In some cases, a delimitor might alter the grammar, say to begin and end Smalltalk syntax, or to enable operator precedence or infix notation. But to avoid making everyone learn everything, a tool could rewrite a bit of code to standardize on exactly one way of doing it, thus eliminating variants you don't care to know about. I'm in favor of viewing all the meaningful nuances as AST differences, with syntax meaning nothing itself, except in so far as you get a different AST after a change.

I suppose two devs, Jim and Ivy, won't like each others choices of delimitors, so remapping them would be nice. And some folks like sparing effects, while others like baroque density of annotation. Dialing code into your comfort zone seems better than being repulsed at someone else's style. Hypothetically, when studying a particular issue, it might be nice to dial down everything except one semantic angle you want emphasized. It seems easy enough to have a terse notation to declare what characters mean locally when they get remapped from standard notation.

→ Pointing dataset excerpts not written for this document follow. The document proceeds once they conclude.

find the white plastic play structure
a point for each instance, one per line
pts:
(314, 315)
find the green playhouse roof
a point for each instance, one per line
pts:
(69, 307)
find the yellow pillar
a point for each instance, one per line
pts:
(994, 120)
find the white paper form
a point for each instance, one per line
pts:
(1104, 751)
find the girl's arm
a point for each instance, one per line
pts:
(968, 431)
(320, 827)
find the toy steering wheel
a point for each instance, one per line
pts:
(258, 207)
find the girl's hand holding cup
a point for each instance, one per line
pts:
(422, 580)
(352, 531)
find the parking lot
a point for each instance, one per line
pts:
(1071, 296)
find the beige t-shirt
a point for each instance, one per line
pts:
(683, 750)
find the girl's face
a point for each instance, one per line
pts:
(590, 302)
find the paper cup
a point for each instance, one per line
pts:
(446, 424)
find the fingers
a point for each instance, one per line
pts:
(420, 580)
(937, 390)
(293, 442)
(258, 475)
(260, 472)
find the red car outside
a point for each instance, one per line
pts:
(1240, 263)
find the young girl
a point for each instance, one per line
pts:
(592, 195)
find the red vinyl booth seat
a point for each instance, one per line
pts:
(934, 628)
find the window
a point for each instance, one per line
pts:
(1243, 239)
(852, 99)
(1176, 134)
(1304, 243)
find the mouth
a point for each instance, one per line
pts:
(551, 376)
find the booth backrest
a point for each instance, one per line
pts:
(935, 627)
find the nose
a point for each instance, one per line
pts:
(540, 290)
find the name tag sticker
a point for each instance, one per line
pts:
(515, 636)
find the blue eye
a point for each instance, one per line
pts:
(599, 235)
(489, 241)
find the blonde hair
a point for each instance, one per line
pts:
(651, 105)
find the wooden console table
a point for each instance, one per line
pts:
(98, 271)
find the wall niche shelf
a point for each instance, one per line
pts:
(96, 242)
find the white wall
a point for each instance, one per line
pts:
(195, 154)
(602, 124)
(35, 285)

Using utf, although it usually seems like a good idea

opens the door to homoglyph attacks as exemplified by things like mimic

loot chests gone wild

I'm inclined to allow declarations that limit or forbid where things can appear in code. For example, you might forbid definitions of methods specialized on a type outside a particular scope like this file here. Being overly restrictive at first seems a good idea (outlaw everything). When reasoning about how code behaves, it helps to know certain interesting cases are forbidden, so you need not look for them. A histogram view of all non-ascii codepoints used would help provide oversight.

Exceptions to a general rule can be white or blacklisted. One might outlaw all non-ascii codepoints in static code other than an explicitly whitelisted set. One might also require some codepoints appear only as character entities with unambiguous names. (Might have to declare those entities.)

There's plenty of things I don't like about Unicode. But inflexibly forbidding things would encourage work-arounds increasing complexity.